Micronesian island of Kosrae: the largest -- and last -- ka forest on the planet.
It is a sight that few in the world will ever have the chance to see, and it's a must-view for anyone who happens upon the tiny Micronesian island of Kosrae: the largest -- and last -- ka forest on the planet. These majestic, towering trees, scientifically known as Terminalia carolinensis, flourish in the Yela Valley of Kosrae, an undisturbed wetlands with perfect growing conditions for this majestic tree.
Several conservation groups recently achieved a milestone in making sure part of the 1,400-acre valley will remain undisturbed for generations to come. In March, the U.S. Forest Service, and the David and Lucile Packard Foundation, put together a $550,000 grant to purchase a conservation easement.
It's now held by the Kosrae Island Resource Management Authority.
Conservation easements, in which a landowner retains title to the land but agrees not to exercise development and other rights, is a promising conservation tool in Micronesia because they fit in traditional island cultures where usage rights traditionally overlap. The forests remain in the family, passed down through the generations.

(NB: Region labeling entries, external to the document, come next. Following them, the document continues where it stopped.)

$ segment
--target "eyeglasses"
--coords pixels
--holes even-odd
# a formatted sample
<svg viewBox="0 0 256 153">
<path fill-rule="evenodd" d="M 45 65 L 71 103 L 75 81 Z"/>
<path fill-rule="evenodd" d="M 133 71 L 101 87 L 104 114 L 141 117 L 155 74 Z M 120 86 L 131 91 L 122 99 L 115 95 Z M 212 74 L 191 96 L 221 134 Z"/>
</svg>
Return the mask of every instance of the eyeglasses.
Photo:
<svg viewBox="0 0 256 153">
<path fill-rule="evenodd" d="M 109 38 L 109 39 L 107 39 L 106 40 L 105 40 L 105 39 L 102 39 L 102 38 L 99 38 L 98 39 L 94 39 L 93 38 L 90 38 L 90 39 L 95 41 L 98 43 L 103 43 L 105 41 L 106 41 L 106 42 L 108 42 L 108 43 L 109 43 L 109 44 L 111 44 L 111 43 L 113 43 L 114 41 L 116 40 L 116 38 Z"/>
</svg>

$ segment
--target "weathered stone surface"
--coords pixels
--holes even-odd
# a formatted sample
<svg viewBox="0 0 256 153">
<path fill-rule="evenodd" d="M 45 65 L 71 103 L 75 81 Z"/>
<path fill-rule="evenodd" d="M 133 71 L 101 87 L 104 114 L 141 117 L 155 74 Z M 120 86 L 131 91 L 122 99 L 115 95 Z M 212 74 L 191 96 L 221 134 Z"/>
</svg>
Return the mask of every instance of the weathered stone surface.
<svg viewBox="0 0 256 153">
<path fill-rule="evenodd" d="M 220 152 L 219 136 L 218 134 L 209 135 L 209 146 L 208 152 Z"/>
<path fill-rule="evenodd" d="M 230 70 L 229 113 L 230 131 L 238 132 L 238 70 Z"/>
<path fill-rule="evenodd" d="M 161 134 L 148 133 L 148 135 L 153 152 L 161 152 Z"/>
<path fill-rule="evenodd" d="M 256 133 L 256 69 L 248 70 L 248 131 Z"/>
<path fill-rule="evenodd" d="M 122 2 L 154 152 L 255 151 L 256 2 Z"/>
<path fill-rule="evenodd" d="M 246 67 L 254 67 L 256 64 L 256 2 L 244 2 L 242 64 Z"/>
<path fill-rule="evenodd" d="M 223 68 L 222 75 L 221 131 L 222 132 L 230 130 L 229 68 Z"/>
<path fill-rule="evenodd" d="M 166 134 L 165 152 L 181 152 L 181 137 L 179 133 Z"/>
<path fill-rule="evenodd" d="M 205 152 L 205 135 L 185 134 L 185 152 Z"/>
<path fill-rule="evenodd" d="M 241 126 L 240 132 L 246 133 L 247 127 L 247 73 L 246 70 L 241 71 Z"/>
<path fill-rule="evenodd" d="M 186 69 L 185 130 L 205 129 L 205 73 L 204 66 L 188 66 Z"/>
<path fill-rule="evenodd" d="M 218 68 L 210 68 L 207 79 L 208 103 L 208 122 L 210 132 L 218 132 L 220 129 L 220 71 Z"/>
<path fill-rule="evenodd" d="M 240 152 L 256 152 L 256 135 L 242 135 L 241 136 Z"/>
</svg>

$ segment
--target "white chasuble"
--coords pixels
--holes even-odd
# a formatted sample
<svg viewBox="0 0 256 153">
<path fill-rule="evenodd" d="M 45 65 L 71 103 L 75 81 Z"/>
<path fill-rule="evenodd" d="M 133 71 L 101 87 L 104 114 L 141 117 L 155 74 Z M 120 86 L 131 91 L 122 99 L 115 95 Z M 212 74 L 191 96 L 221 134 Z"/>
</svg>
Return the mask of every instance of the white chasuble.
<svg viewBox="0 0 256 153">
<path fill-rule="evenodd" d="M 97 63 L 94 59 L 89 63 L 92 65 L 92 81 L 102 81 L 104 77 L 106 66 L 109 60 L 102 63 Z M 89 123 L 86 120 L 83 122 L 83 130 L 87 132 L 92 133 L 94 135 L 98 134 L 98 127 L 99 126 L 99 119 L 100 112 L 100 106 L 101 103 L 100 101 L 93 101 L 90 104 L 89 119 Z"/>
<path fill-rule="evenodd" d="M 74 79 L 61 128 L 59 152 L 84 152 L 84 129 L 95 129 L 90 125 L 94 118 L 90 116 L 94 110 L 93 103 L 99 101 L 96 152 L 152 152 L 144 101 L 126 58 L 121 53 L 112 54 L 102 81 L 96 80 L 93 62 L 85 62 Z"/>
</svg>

This model keeps the ownership in the family while allowing sustainable traditional harvest and use of the natural lands, yet also prohibits future development and resource exploitation.
"It is very important for the people of Kosrae to protect the Yela ka forest because it gives the people of Kosrae a sense of pride for having something unique," said William William, Project Manager of the Yela Environment Landowners Authority (or YELA an organization formed by the family landowners).
The local families sought expertise from The Nature Conservancy to establish a legal conservation framework for their land. They've also added their own innovation by opting to use the proceeds to create an endowment that will ensure the forest's long-term conservation.
This new model of conservation unites local families, the Kosrae government, conservation groups and the federal government to protect this biologically rich part of the world.